I know I’m not the only one experiencing the ‘rabbit in headlights’ phase of the countdown to oblivion. I’m sure I’m not the only one for whom it’s enough to get oneself out of bed and cry into a bowl of Shredded Wheat (Nestle are rocking the modern slavery loopholes, btw, so all non-coeliacs, try to wean) before heading off on a highway of diesel fumes (all buy diesel they said) to the proverbial gerbil-wheel in order to keep the capitalist cogs turning.

But help me to not give up entirely, people, let’s look up from our recycling tubs and find a way to encourage our Governments to stop performing fellatio on their profiteering masters and to show some solidarity with the people on the ground — what a notion!

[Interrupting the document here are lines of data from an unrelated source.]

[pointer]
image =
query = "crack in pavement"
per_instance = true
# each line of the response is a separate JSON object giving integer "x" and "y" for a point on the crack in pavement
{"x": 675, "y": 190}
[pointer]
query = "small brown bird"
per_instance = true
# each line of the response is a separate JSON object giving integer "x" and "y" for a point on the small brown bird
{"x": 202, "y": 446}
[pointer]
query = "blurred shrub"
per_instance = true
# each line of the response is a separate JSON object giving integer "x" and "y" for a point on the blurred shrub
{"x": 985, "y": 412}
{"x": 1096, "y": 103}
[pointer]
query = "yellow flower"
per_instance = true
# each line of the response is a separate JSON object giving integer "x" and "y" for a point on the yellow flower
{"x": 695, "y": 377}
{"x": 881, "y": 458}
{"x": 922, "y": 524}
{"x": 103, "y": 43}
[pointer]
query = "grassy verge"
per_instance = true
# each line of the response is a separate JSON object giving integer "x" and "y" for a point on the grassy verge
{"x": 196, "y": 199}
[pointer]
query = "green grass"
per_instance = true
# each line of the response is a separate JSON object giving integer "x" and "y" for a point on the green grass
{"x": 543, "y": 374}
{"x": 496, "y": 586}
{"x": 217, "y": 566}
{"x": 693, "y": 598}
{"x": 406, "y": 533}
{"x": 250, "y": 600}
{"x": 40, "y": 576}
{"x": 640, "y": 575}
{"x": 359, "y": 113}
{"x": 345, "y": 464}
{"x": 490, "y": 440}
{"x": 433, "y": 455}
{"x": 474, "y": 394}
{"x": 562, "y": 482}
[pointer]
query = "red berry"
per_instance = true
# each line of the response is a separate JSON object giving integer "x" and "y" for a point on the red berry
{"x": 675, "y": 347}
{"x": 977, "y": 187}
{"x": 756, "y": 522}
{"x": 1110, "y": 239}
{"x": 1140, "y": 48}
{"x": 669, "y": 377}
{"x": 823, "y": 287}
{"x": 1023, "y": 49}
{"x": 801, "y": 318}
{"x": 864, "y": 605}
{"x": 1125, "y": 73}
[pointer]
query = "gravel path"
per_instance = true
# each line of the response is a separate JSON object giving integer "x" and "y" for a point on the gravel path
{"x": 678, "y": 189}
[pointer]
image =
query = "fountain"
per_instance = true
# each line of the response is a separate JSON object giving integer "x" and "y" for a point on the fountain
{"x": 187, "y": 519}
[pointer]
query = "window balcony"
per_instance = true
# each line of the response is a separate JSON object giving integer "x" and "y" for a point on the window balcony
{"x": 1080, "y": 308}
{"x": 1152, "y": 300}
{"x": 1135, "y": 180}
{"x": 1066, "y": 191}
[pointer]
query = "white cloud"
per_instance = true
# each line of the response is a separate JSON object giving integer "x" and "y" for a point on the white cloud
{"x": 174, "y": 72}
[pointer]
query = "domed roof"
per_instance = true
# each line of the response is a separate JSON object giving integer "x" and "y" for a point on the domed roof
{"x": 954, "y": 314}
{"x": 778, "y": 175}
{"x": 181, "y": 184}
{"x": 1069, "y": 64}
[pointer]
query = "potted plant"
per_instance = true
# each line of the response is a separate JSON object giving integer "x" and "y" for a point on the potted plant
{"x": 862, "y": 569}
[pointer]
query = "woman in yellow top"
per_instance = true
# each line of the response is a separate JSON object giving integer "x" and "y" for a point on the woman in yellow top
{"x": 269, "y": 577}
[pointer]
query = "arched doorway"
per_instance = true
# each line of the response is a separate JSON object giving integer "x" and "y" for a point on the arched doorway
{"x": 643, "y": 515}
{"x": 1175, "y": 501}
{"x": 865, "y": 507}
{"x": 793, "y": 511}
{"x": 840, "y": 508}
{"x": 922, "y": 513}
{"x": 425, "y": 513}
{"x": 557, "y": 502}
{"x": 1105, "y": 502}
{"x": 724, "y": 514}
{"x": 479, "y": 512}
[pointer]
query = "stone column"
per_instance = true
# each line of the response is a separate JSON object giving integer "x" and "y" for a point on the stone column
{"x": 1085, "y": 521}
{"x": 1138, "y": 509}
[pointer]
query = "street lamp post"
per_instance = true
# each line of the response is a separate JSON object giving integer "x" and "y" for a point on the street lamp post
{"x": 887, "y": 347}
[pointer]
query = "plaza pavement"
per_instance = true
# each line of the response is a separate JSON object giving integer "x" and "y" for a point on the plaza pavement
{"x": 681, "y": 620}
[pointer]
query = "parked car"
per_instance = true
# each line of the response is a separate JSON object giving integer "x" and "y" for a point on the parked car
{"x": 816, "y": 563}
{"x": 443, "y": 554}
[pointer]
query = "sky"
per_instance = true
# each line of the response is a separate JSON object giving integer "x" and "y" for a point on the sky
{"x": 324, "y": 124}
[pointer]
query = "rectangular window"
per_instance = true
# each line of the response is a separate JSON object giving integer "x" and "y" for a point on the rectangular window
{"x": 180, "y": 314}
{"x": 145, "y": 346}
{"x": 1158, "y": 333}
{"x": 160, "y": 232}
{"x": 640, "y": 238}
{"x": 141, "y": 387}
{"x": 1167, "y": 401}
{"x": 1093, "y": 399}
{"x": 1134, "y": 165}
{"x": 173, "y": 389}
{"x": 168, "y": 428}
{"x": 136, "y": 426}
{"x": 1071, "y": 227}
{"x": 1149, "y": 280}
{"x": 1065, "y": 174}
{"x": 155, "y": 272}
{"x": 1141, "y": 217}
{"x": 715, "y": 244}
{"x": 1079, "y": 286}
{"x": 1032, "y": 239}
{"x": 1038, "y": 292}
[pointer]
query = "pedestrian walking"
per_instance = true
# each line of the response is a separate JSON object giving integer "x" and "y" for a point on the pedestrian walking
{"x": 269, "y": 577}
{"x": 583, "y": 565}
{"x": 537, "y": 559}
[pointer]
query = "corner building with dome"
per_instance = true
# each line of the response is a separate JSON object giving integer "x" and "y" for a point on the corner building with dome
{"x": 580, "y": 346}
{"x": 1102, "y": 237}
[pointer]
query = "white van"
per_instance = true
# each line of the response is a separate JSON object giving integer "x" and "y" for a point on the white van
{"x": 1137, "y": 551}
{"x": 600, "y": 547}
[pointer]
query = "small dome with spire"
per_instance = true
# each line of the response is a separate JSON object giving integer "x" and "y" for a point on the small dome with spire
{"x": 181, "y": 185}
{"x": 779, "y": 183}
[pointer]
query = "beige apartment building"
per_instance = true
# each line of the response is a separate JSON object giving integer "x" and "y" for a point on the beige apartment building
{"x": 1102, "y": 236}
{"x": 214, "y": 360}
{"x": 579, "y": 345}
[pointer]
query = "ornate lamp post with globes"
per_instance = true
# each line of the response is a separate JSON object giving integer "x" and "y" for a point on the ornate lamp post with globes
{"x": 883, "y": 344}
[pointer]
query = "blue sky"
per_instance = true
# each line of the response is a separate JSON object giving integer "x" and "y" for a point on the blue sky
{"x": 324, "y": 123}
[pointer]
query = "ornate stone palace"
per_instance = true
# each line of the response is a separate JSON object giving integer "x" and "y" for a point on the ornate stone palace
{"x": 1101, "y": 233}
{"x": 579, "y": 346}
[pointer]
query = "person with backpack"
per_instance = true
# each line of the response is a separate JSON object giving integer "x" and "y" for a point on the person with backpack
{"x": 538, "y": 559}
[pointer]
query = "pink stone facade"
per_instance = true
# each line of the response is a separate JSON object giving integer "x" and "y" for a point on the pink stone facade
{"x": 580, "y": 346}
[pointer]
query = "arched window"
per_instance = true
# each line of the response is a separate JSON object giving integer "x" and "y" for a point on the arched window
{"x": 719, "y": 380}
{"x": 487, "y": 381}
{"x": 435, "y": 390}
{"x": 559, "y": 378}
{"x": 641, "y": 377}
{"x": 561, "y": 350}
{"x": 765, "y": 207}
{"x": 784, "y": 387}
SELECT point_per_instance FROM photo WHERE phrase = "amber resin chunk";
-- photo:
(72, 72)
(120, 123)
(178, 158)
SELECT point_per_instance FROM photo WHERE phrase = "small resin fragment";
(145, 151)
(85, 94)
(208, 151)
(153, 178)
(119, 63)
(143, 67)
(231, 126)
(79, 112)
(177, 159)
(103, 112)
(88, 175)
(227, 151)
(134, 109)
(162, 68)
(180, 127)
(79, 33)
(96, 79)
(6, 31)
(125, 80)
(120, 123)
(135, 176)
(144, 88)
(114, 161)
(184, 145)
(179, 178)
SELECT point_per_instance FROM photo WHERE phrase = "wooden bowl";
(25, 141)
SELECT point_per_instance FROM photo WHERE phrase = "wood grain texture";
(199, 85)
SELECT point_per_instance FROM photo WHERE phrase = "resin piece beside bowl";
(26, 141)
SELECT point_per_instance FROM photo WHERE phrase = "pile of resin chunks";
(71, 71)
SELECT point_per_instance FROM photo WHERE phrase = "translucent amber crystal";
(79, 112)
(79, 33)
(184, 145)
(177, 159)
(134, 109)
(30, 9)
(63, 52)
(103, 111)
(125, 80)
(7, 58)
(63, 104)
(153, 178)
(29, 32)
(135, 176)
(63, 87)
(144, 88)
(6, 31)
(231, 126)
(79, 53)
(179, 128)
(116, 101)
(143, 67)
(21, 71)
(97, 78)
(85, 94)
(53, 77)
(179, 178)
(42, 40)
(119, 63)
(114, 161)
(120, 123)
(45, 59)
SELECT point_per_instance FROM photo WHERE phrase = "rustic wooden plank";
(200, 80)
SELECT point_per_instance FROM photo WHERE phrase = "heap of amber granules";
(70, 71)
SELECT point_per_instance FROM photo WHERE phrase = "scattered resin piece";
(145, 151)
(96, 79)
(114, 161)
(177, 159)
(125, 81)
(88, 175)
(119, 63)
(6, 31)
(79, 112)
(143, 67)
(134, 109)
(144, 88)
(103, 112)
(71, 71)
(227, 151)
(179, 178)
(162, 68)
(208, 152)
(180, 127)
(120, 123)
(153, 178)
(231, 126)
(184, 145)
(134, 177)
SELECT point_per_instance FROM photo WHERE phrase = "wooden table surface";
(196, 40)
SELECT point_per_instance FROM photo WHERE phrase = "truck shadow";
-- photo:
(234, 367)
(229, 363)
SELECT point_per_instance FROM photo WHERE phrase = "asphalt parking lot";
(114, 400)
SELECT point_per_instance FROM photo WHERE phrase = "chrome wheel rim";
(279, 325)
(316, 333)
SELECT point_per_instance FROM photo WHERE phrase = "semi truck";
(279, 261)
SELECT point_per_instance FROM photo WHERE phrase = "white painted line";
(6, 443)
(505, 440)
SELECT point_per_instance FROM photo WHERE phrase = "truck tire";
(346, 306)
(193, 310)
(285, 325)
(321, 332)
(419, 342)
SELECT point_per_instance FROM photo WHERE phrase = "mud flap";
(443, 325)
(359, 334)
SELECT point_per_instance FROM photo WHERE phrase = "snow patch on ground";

Who knows, the politicians and the proletariat could even become friends with benefits; certainly our votes will go some way to woo.

‘Mmm, but how can we reverse the seeming irreversibility of capitalism?’ we ask ourselves and other rabbits in headlights at dinner parties, ‘Surely it’s too far gone and we are all just ants…in pants — well, wearing them, not in the itching sense …’ etc. Cue the South Africa model. Things can change — we just need to reverse the inertia freeze, thaw out, and look to South Africa in the 80s to see just how the world can take a breath and change the very structures of power that kept Mandela in prison for twenty-seven years.

We imposed sanctions, we refused to buy their wine, their fruit, their diamonds, they were ousted from the Olympics, their cricket team was banished. We turned our backs on them and held the line until the sheer weight of global dissent, not to mention economic fist-tightening, sent Apartheid and all its grisly acolytes into the history books. The new regime gave birth to the Truth Commission, another model of humanity at its best, and, despite the challenges faced by the ‘Rainbow Nation’ the wine, for now, flows for many — admittedly not for all.

Speaking of wine, the ultimate wine-swiller, Emperor Nero apparently went ostrich and played the fiddle while Rome burned in the great fire of AD 64 which is where the idiom, ‘fiddling while Rome burns’ originates from. (Forgive my carnal predilections but I thought it meant something entirely less musical.) Anyway, this is the point: until we hold our Governments and our corporates directly responsible for unf****ing the world, actively boycott polluters and stop getting decoyed by the seemingly active but ultimately pin-prick-passive act of trying to save the dolphins by flossing with celery string, Rome — and everywhere else — will burn.

*Grhetorical — rhetorical citing of Greta Thunberg’s cause and seeming to support measures to combat climate change. Fluff but no function.